2.3 Le Bourg – Le centre, la décision
Le Bourg est le lieu où se prennent les décisions :
- assemblées,
- coordination,
- arbitrage,
- gestion des communs.
Pour un gouvernement, Le Bourg est le niveau institutionnel, mais à taille humaine : un centre qui décide avec le territoire, pas au-dessus de lui.
3. Pourquoi ce modèle intéresse un gouvernement ?
3.1 Une gouvernance plus proche et plus efficace
Les Kers permettent de réduire la distance entre :
- les habitants,
- les décideurs,
- les ressources,
- les infrastructures.
Un gouvernement qui s’appuie sur des micro‑territoires gagne en :
- réactivité,
- précision,
- légitimité,
- efficacité.
3.2 Une souveraineté locale renforcée
Pinvidik propose un modèle où les décisions sont prises au plus près du terrain, tout en restant articulées avec les niveaux supérieurs.
C’est une souveraineté :
- territoriale,
- culturelle,
- sociale,
- numérique.
3.3 Une résilience accrue
Les micro‑territoires sont capables de :
- s’auto‑organiser,
- absorber les crises,
- maintenir les liens,
- protéger les plus fragiles.
Pour un gouvernement, c’est un filet de sécurité territorial.
4. Un modèle breton exportable
Bien que né en Trégor, le modèle des Kers peut être adapté à :
- des communes rurales,
- des quartiers urbains,
- des territoires insulaires,
- des régions en transition.
Il repose sur trois principes universels :
- Un foyer (Keredol)
- Un passage (Ker noc’h)
- Un centre (Le Bourg)
Cette structure est compréhensible, reproductible, et compatible avec les politiques publiques actuelles.

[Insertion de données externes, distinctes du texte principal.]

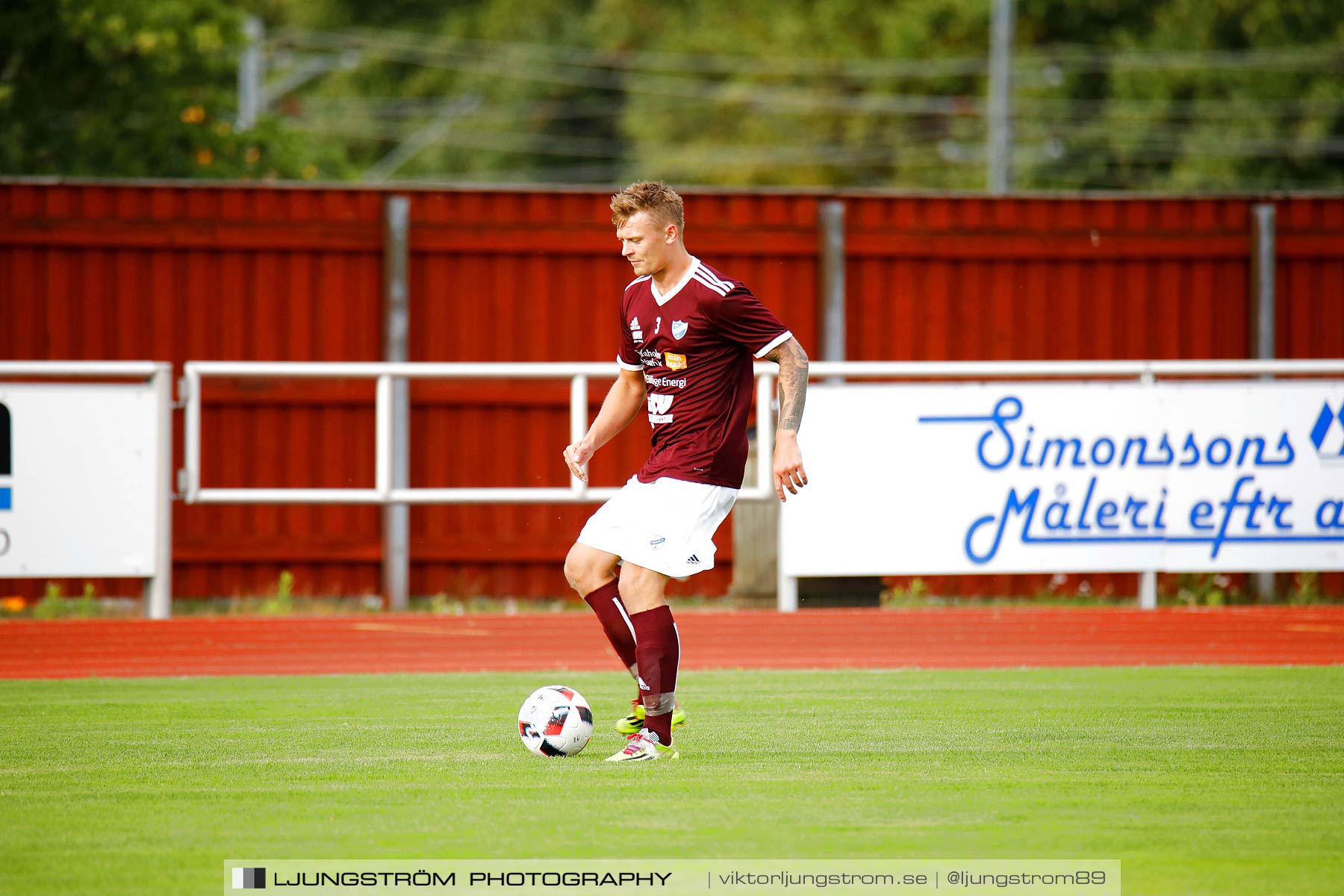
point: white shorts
(665, 526)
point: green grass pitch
(1199, 780)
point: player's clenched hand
(577, 457)
(788, 465)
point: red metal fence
(292, 273)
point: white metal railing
(385, 374)
(159, 586)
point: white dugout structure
(936, 467)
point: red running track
(710, 640)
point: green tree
(136, 87)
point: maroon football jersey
(695, 346)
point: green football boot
(635, 722)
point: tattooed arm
(793, 394)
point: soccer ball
(556, 722)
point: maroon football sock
(606, 603)
(658, 650)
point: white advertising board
(77, 496)
(1070, 477)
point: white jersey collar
(663, 300)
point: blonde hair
(653, 196)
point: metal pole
(999, 151)
(1148, 590)
(1263, 329)
(159, 586)
(578, 422)
(831, 222)
(396, 520)
(1148, 579)
(252, 72)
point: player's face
(647, 246)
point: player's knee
(584, 570)
(640, 588)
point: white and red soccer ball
(556, 722)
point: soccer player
(688, 337)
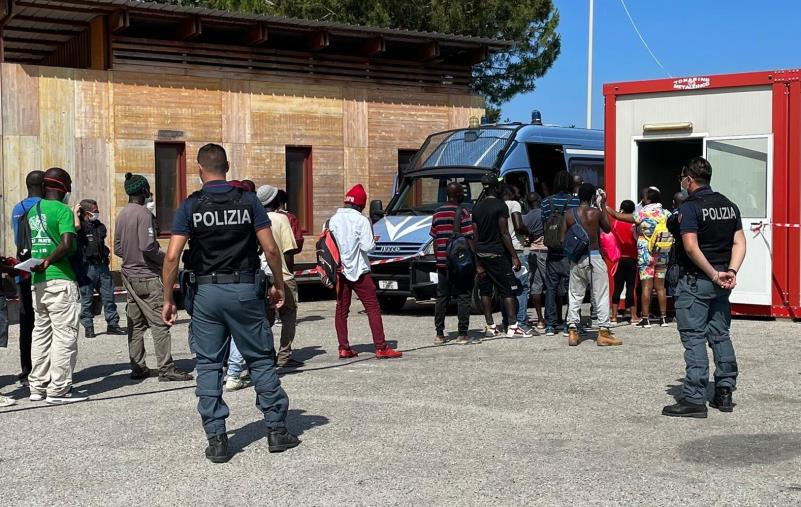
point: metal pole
(589, 72)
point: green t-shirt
(58, 219)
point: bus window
(591, 170)
(545, 160)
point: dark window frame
(165, 229)
(308, 185)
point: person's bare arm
(169, 313)
(270, 249)
(737, 255)
(503, 223)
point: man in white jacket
(354, 236)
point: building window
(170, 182)
(299, 185)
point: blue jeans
(522, 298)
(101, 280)
(236, 363)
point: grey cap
(266, 194)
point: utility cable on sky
(634, 25)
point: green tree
(530, 24)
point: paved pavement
(506, 422)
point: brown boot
(572, 337)
(607, 339)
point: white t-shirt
(514, 207)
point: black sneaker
(141, 374)
(217, 451)
(685, 409)
(279, 440)
(722, 400)
(175, 375)
(116, 330)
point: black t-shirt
(485, 218)
(715, 219)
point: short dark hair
(213, 159)
(586, 192)
(699, 169)
(653, 195)
(562, 182)
(533, 199)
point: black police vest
(223, 239)
(718, 218)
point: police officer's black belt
(226, 278)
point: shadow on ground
(297, 422)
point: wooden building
(104, 87)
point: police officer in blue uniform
(710, 252)
(226, 225)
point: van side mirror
(376, 211)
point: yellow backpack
(661, 241)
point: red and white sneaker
(388, 353)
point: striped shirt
(442, 230)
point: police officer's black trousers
(222, 310)
(703, 315)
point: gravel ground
(506, 422)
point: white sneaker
(515, 331)
(236, 383)
(65, 399)
(491, 331)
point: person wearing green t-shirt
(56, 298)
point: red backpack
(329, 261)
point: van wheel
(392, 304)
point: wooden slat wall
(101, 124)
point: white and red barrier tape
(313, 271)
(756, 228)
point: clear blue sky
(690, 37)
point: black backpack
(553, 226)
(461, 262)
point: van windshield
(480, 147)
(422, 195)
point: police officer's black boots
(722, 400)
(279, 440)
(217, 451)
(685, 409)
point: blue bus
(525, 155)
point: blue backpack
(461, 262)
(577, 241)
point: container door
(742, 170)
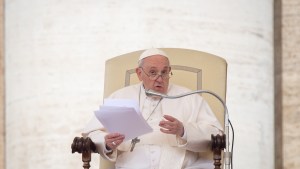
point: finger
(167, 131)
(170, 118)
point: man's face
(152, 66)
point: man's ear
(138, 72)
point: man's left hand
(171, 126)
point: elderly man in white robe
(181, 127)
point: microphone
(227, 153)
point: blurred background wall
(54, 55)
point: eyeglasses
(153, 75)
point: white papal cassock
(158, 150)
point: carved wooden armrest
(218, 143)
(86, 147)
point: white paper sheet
(120, 115)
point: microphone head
(151, 93)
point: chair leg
(86, 159)
(84, 146)
(218, 145)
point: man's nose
(159, 78)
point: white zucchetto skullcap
(151, 52)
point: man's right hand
(113, 140)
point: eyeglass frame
(156, 75)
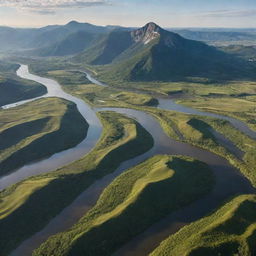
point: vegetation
(77, 84)
(13, 89)
(179, 126)
(243, 108)
(134, 200)
(38, 129)
(122, 139)
(228, 231)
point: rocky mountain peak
(147, 33)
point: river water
(228, 180)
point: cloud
(50, 6)
(228, 13)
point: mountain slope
(152, 53)
(37, 38)
(72, 44)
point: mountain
(152, 53)
(218, 36)
(13, 39)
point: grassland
(13, 88)
(178, 125)
(243, 108)
(229, 231)
(136, 199)
(77, 84)
(38, 129)
(122, 139)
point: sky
(166, 13)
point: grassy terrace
(243, 108)
(231, 230)
(13, 88)
(77, 84)
(177, 125)
(131, 203)
(36, 130)
(30, 203)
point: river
(229, 181)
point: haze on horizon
(167, 13)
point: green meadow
(122, 139)
(38, 129)
(229, 231)
(13, 88)
(132, 202)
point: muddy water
(228, 182)
(67, 156)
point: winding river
(228, 180)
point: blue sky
(167, 13)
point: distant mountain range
(152, 53)
(147, 53)
(50, 40)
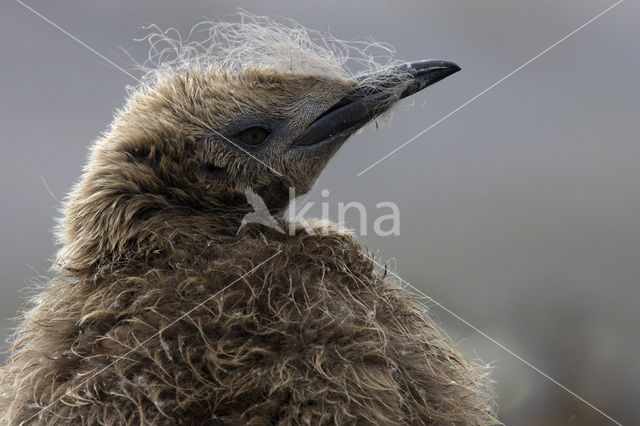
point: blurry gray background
(521, 212)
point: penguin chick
(162, 313)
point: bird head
(192, 138)
(206, 135)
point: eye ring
(254, 136)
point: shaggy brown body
(312, 336)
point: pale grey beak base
(370, 100)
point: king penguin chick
(161, 313)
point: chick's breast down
(311, 337)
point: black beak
(376, 93)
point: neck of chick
(119, 226)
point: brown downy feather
(156, 315)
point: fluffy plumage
(314, 336)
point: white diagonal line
(491, 87)
(503, 347)
(155, 334)
(74, 38)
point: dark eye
(254, 135)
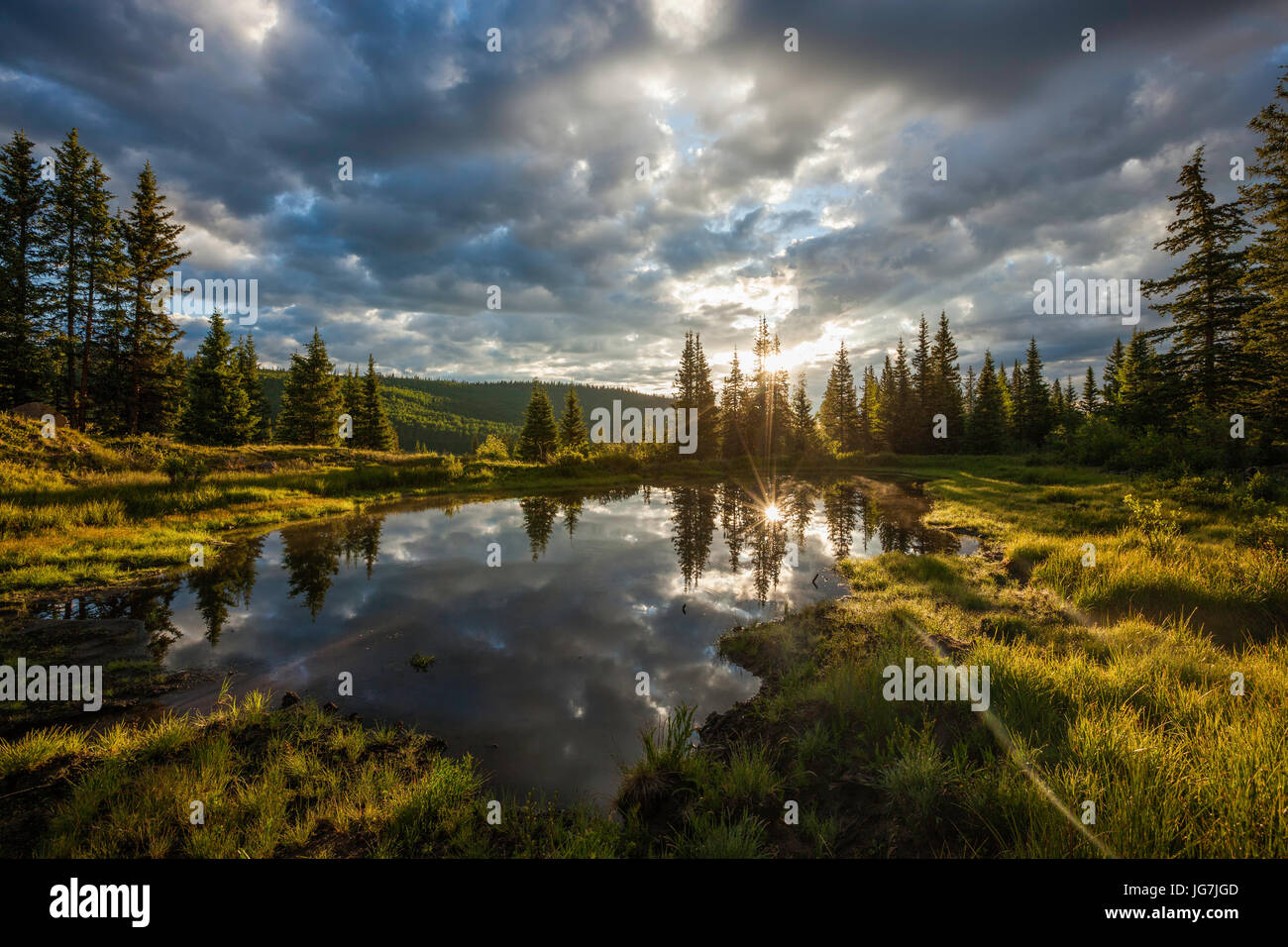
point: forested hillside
(455, 416)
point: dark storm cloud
(769, 169)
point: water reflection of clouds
(539, 656)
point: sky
(795, 185)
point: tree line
(1197, 388)
(78, 329)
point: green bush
(492, 449)
(183, 470)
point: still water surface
(535, 660)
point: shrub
(183, 471)
(492, 449)
(1157, 527)
(568, 460)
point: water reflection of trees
(312, 554)
(694, 522)
(312, 557)
(539, 522)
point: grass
(292, 783)
(1117, 633)
(80, 513)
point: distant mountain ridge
(455, 416)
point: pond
(540, 613)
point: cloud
(769, 170)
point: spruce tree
(1090, 394)
(153, 247)
(351, 398)
(65, 222)
(870, 411)
(215, 408)
(988, 423)
(310, 398)
(1109, 389)
(107, 395)
(1205, 295)
(733, 412)
(803, 416)
(945, 385)
(372, 425)
(922, 389)
(1137, 403)
(905, 436)
(1006, 389)
(572, 425)
(1034, 398)
(838, 411)
(704, 394)
(102, 257)
(25, 258)
(1266, 322)
(540, 438)
(248, 368)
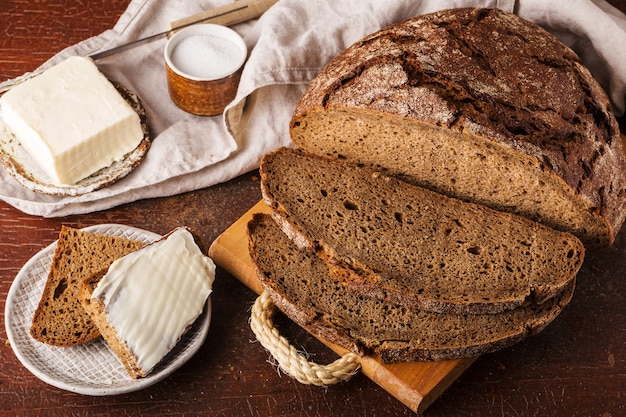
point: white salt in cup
(203, 64)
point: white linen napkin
(288, 46)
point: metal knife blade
(147, 39)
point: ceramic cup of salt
(203, 64)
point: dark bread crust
(96, 310)
(407, 245)
(503, 95)
(300, 285)
(59, 319)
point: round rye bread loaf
(480, 105)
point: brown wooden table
(576, 367)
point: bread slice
(480, 105)
(301, 286)
(145, 302)
(59, 319)
(412, 246)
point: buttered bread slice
(144, 302)
(60, 319)
(395, 241)
(71, 120)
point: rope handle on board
(289, 359)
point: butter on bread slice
(72, 121)
(59, 319)
(144, 302)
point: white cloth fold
(288, 46)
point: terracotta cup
(203, 64)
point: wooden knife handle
(250, 9)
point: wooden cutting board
(416, 385)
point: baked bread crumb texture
(450, 171)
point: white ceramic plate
(90, 369)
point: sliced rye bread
(477, 104)
(166, 326)
(411, 246)
(59, 319)
(301, 286)
(96, 311)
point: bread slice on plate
(144, 302)
(301, 286)
(477, 104)
(411, 246)
(59, 319)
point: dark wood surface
(576, 367)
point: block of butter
(71, 120)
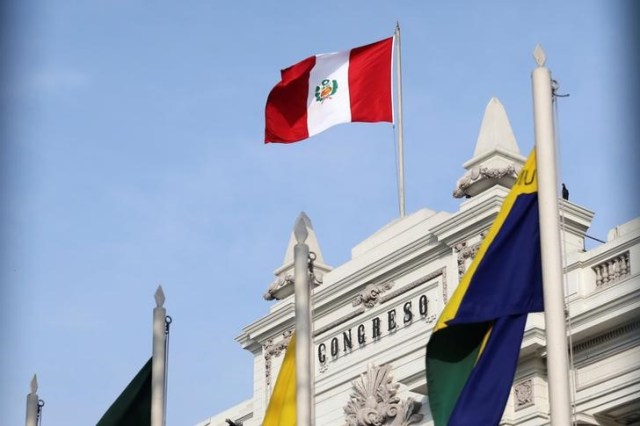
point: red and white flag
(329, 89)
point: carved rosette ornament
(374, 402)
(478, 174)
(370, 296)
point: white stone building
(373, 315)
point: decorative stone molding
(523, 394)
(612, 270)
(478, 174)
(269, 350)
(278, 284)
(369, 297)
(374, 402)
(606, 338)
(339, 321)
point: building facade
(373, 315)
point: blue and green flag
(133, 406)
(473, 351)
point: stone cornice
(266, 327)
(614, 305)
(419, 252)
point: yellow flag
(282, 405)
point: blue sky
(132, 155)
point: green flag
(133, 406)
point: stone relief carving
(477, 174)
(612, 270)
(374, 401)
(369, 297)
(277, 285)
(523, 394)
(269, 350)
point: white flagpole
(556, 334)
(32, 404)
(304, 373)
(158, 367)
(400, 132)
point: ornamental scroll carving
(269, 350)
(477, 174)
(370, 295)
(277, 285)
(374, 401)
(523, 394)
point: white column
(32, 404)
(556, 333)
(158, 361)
(304, 373)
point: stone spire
(283, 284)
(496, 159)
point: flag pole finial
(539, 55)
(34, 385)
(159, 296)
(300, 229)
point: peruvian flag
(329, 89)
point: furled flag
(329, 89)
(282, 405)
(133, 406)
(473, 351)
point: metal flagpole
(304, 373)
(556, 334)
(158, 365)
(400, 133)
(32, 404)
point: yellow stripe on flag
(282, 405)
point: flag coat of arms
(473, 351)
(328, 89)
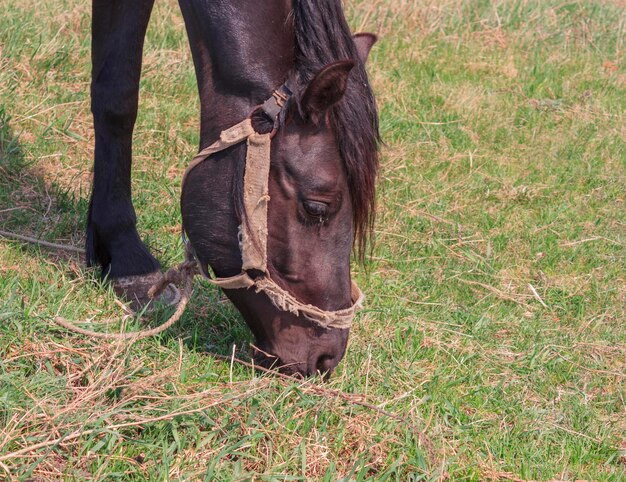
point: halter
(253, 229)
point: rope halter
(253, 229)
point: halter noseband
(253, 230)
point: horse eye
(316, 208)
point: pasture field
(495, 324)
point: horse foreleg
(118, 30)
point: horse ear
(364, 42)
(326, 89)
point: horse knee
(114, 107)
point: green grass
(504, 172)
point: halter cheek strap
(253, 230)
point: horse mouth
(299, 370)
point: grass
(496, 292)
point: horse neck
(249, 53)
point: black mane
(322, 36)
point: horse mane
(322, 36)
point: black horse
(323, 157)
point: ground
(494, 331)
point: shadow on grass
(31, 206)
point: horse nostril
(325, 364)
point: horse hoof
(135, 290)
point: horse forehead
(312, 154)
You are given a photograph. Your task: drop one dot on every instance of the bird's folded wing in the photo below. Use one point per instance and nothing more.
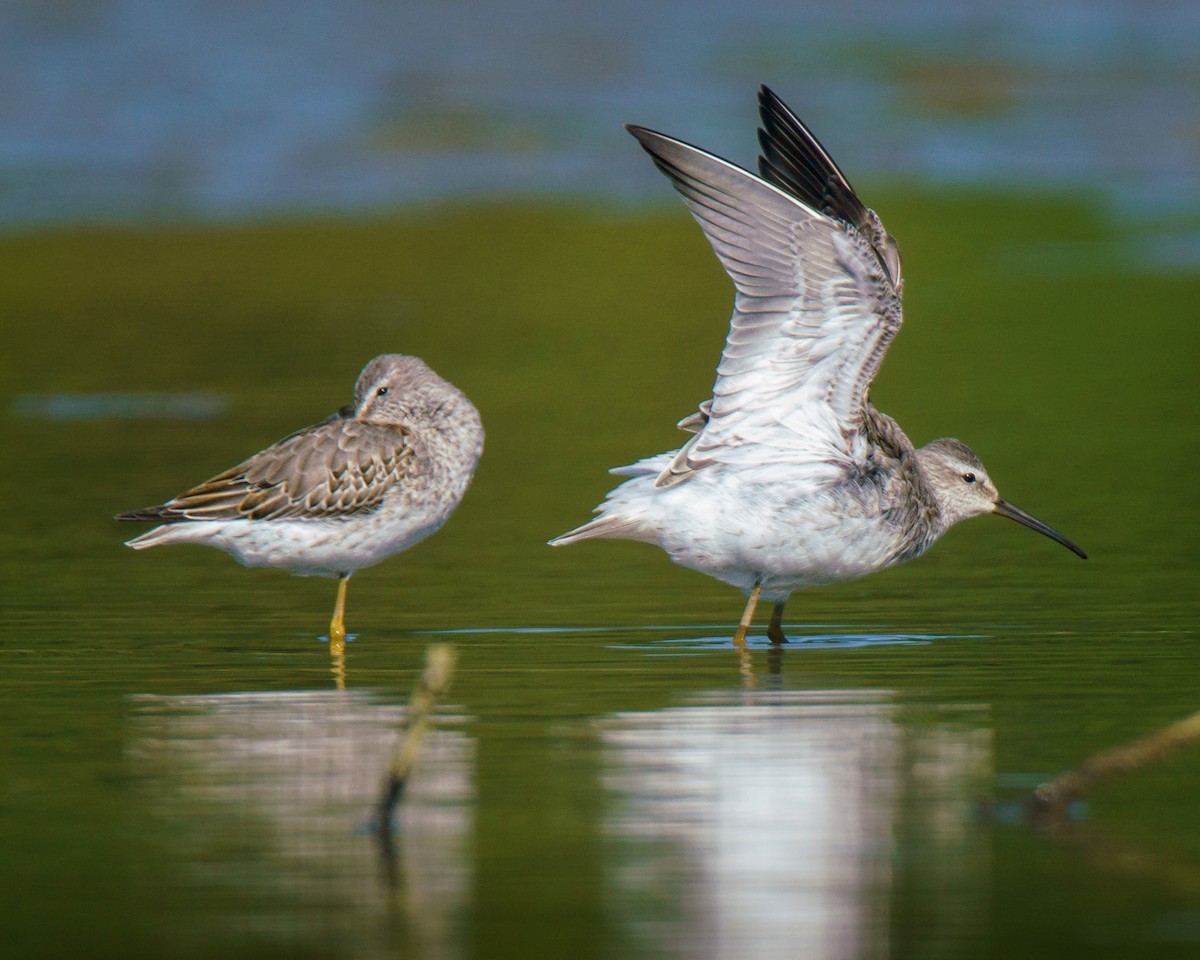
(814, 313)
(335, 469)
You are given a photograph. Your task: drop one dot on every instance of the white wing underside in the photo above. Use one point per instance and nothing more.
(814, 315)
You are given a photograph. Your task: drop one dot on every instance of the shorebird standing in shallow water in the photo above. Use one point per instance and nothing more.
(792, 478)
(369, 481)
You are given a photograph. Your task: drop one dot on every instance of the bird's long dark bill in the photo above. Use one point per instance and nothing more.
(1014, 513)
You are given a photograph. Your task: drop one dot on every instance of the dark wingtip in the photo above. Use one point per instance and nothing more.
(145, 513)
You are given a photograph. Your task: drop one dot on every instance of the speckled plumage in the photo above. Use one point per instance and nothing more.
(364, 484)
(791, 478)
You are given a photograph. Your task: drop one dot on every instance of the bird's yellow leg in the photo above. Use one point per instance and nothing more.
(337, 634)
(739, 636)
(775, 631)
(337, 625)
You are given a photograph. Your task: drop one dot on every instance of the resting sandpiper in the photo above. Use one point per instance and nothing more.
(792, 478)
(369, 481)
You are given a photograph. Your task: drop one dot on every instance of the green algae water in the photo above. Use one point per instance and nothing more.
(606, 778)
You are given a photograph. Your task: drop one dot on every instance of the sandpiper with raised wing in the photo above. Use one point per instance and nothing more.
(792, 479)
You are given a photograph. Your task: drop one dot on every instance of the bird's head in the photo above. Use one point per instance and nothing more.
(963, 489)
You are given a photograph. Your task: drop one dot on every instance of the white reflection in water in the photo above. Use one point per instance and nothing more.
(795, 825)
(269, 795)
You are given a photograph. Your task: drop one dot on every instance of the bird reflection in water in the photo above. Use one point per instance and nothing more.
(267, 793)
(767, 823)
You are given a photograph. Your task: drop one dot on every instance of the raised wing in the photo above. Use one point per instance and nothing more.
(815, 310)
(335, 469)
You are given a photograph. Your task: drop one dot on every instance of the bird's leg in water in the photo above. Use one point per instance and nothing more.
(775, 630)
(739, 636)
(337, 625)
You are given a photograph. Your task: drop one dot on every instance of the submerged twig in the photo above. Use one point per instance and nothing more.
(432, 684)
(1051, 798)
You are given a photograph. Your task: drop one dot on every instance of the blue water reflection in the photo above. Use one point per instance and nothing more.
(161, 107)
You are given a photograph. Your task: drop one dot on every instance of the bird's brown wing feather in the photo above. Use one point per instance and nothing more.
(335, 469)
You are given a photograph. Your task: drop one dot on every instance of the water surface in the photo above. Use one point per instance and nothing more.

5. Conclusion : la Bretagne ouvre la voie
Pinvidik n’est pas un projet local : c’est une proposition pour la France, née d’un territoire qui a toujours su concilier tradition et innovation.
Les Kers de l’Aube montrent qu’un gouvernement peut :
- se rapprocher des habitants,
- renforcer les liens,
- simplifier la gouvernance,
- redonner du sens à l’action publique.
La Bretagne a souvent été en avance. Avec Pinvidik, elle le reste.